Systems Biology Centre, University of Warwick, Coventry, CV4 7AL, UK.
Bioinformatics. 2010 Jun 15;26(12):i158-67. doi: 10.1093/bioinformatics/btq210.
We present a method for directly inferring transcriptional modules (TMs) by integrating gene expression and transcription factor binding (ChIP-chip) data. Our model extends a hierarchical Dirichlet process mixture model to allow data fusion on a gene-by-gene basis. This encodes the intuition that co-expression and co-regulation are not necessarily equivalent and hence we do not expect all genes to group similarly in both datasets. In particular, it allows us to identify the subset of genes that share the same structure of transcriptional modules in both datasets.

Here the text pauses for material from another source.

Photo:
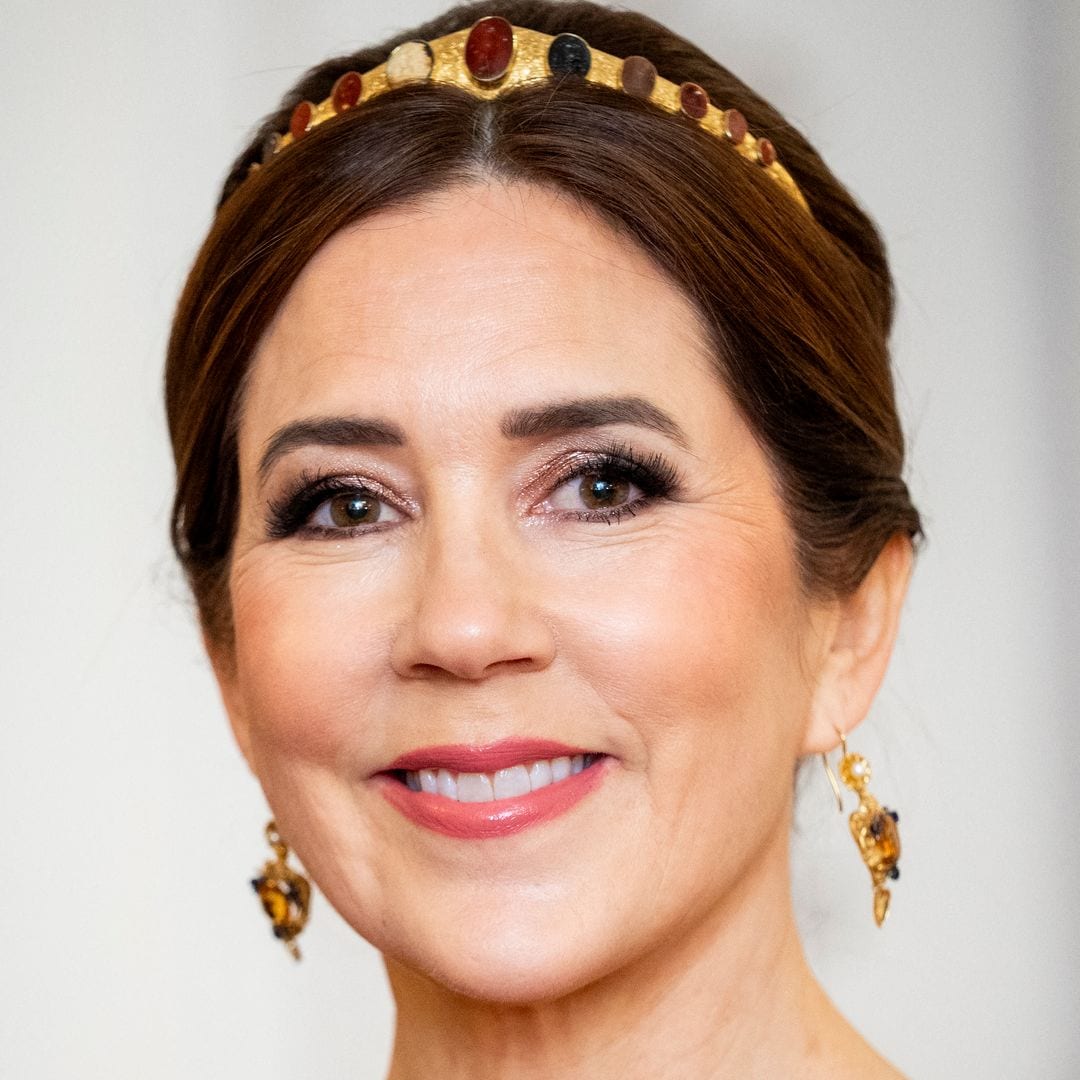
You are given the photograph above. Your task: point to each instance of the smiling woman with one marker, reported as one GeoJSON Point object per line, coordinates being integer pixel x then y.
{"type": "Point", "coordinates": [537, 464]}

We find that by working on a gene-by-gene basis, our model is able to extract clusters with greater functional coherence than existing methods. By combining gene expression and transcription factor binding (ChIP-chip) data in this way, we are better able to determine the groups of genes that are most likely to represent underlying TMs.
If interested in the code for the work presented in this article, please contact the authors.
Supplementary data are available at Bioinformatics online.
我们提出了一种通过整合基因表达和转录因子结合(ChIP-chip)数据来直接推断转录模块(TMs)的方法。我们的模型扩展了层次狄利克雷过程混合模型,允许在逐基因的基础上进行数据融合。这就体现了这样一种直觉,即共表达和共调控不一定等同,因此我们不期望两个数据集的所有基因都以相似的方式分组。特别是,它允许我们确定在两个数据集中共有的转录模块结构的基因子集。
我们发现,通过逐基因的方式,我们的模型能够提取出比现有方法具有更高功能一致性的聚类。通过以这种方式结合基因表达和转录因子结合(ChIP-chip)数据,我们能够更好地确定最有可能代表潜在 TM 的基因组。
如果有兴趣了解本文中介绍的工作的代码,请联系作者。
补充数据可在《生物信息学》在线获取。